Against our better judgment, on Saturday night Joshua and I went to Saint Paul to hear the Saint Paul Chamber Orchestra in concert.
We attended the concert as a favor to Joanne, an attorney at Josh’s firm. Joanne had wanted to hear the guest soloist, mezzo-soprano Isabel Leonard, but Joanne’s husband had refused to go to the concert—he has declared a moratorium on SPCO concerts until all current musicians are replaced and a Music Director named—and Joanne had not wanted to go by herself.
Our arrangements were all very last-minute—and, at the VERY last minute, we were joined by Joanne’s sister-in-law.
Many persons are predicting a major career for Leonard, who is just starting to obtain important engagements. Leonard has a voice of some size and some color. She is a competent musician and—singing Berlioz’s Les nuits d'été—her French was acceptable. She has an earnest and graceful stage demeanor.
“Where never is heard a discouraging word” has long been the official policy for local music reviews. In critical notices of the Leonard concert, the Minneapolis Star Tribune and Saint Paul Pioneer Press, both of which employ stringers, carried on as if a young Janet Baker had graced the Saint Paul stage. The overstatement, even puffery, of the stringers was sheerest foolishness: what Saint Paul heard was a capable singer, not a special one. Leonard will have the honorable career of a Béatrice Uria-Monzon, not the spectacular one of a Teresa Berganza.
Les nuits d'été, perhaps the most bewitching of song cycles, lacks a great current interpreter. I have heard Susan Graham and Anne Sofie von Otter, both distinguished artists, come to grief in the work. Is there an active singer that can do the work justice?
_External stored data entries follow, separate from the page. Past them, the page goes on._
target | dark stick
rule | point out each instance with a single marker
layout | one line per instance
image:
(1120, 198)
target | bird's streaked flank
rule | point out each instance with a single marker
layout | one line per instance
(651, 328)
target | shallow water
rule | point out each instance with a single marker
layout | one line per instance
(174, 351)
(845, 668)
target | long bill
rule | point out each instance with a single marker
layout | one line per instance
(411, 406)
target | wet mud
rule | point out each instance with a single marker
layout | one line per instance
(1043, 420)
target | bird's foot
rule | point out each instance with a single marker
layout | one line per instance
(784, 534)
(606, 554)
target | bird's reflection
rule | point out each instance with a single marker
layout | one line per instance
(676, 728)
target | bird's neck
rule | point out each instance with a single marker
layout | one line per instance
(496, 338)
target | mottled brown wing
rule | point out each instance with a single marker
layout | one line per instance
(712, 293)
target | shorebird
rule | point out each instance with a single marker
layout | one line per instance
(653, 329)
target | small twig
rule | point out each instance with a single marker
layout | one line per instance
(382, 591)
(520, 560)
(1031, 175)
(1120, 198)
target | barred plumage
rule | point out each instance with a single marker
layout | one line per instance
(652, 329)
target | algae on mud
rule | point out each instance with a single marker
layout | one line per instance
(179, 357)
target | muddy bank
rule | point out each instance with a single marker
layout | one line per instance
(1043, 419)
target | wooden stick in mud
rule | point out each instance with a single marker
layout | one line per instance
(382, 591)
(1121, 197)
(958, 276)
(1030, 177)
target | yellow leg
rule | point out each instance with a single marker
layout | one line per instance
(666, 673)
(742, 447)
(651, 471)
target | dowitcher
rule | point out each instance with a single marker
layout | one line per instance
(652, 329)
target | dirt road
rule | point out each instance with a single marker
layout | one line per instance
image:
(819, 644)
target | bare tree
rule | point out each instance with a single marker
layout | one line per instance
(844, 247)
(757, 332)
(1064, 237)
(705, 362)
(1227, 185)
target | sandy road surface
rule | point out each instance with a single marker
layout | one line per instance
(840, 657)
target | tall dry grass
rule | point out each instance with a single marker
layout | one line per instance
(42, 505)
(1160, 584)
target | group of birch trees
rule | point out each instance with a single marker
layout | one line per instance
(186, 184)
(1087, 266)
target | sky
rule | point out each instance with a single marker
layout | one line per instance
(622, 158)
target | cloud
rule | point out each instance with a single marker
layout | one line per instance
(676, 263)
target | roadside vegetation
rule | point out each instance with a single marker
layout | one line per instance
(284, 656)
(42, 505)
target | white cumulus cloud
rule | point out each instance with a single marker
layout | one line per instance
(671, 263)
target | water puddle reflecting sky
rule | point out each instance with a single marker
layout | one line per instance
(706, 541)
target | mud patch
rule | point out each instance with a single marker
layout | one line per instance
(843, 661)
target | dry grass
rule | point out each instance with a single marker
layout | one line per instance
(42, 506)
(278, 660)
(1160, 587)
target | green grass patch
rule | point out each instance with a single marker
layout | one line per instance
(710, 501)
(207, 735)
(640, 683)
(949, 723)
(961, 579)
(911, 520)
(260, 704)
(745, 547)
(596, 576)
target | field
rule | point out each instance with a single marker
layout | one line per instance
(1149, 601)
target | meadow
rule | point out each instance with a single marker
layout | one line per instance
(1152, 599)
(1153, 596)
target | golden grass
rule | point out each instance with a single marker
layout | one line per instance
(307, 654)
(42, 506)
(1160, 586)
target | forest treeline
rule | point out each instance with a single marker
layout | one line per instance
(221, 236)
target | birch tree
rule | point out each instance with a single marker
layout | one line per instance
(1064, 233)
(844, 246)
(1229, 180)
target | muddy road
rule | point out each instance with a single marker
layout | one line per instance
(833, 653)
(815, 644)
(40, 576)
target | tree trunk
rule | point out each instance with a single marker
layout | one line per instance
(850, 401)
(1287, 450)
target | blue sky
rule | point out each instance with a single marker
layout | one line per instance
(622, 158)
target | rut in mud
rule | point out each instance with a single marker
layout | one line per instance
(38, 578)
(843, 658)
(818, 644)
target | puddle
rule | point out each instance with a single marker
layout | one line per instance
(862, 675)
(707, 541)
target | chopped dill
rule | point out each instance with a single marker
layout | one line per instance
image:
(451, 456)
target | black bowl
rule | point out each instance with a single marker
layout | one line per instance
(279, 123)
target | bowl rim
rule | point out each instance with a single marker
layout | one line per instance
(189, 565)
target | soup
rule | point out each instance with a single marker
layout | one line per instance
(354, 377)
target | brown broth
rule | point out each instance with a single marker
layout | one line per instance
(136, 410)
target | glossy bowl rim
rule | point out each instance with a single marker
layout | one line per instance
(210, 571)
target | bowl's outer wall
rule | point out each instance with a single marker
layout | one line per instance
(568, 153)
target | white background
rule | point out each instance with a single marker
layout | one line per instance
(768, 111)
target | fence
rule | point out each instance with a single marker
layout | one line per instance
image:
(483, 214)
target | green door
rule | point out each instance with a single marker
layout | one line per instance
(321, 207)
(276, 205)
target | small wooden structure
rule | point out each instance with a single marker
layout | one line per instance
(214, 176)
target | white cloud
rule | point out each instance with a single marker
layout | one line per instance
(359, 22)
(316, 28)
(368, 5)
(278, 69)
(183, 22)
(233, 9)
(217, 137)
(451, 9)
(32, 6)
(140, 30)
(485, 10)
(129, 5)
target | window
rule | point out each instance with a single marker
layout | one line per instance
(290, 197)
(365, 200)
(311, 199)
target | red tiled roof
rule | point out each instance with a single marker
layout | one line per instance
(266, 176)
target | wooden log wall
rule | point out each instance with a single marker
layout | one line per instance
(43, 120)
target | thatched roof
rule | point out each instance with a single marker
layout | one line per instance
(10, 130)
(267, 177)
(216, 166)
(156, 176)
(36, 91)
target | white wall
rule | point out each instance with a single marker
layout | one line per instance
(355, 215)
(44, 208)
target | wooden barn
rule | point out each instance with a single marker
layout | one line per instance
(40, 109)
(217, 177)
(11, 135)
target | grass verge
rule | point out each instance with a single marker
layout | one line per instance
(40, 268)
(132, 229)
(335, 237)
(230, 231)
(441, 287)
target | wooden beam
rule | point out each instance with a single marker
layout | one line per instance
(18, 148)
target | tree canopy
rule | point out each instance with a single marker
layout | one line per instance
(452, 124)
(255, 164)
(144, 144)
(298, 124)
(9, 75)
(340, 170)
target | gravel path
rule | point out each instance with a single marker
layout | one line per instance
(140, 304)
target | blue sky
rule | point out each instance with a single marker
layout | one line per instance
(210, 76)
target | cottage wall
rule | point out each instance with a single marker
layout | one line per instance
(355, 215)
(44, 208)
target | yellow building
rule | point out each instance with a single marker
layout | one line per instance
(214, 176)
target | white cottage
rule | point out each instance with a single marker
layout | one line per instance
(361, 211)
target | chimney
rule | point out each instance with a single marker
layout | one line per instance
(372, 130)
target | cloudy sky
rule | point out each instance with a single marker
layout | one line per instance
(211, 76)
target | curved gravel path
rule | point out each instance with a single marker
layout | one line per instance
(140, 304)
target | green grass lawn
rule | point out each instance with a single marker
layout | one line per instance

Much as I hate to say this (because I cannot stand her fundamental phoniness and smarminess), I think Renée Fleming should have a go at Les nuits d'été. Fleming’s French is faultless; Victoria de los Ángeles and Régine Crespin, among others, have shown that a soprano voice can handle the tessitura of Les nuits d'été.
The Berlioz was the main event of the first half of the program; Beethoven’s Symphony No. 2 was the main event of the second half.
The conductor, Edo de Waart, gave a lightweight, glib account of the Beethoven. The SPCO needs to stop engaging de Waart; the man has nothing to offer.
Two John Adams orchestrations of piano compositions completed the program. Adams’s “The Black Gondola”, a very imaginative and very successful orchestration of Franz Liszt, opened the concert. Adams’s “Berceuse elegiaque”, a less successful orchestration of Ferruccio Busoni, opened the second half of the program. Both Adams orchestrations had premiered in Saint Paul in 1989.
The SPCO needs to engage a Music Director, a Music Director that can shape up and elevate the ensemble. In its present incarnation, the SPCO plays cleanly and in tune—and that’s about it.
My suggestion is that the SPCO go after one of the young German hotshots, Christoph König or Cornelius Meister, before their fees get out of hand—and before the Baltimore Symphony grabs one and a major European orchestra the other.
König or Meister could set the town on its ear—and provide something the Twin Cities has not had since Dimitri Mitropoulos left town in 1949: a conductor worth hearing week after week.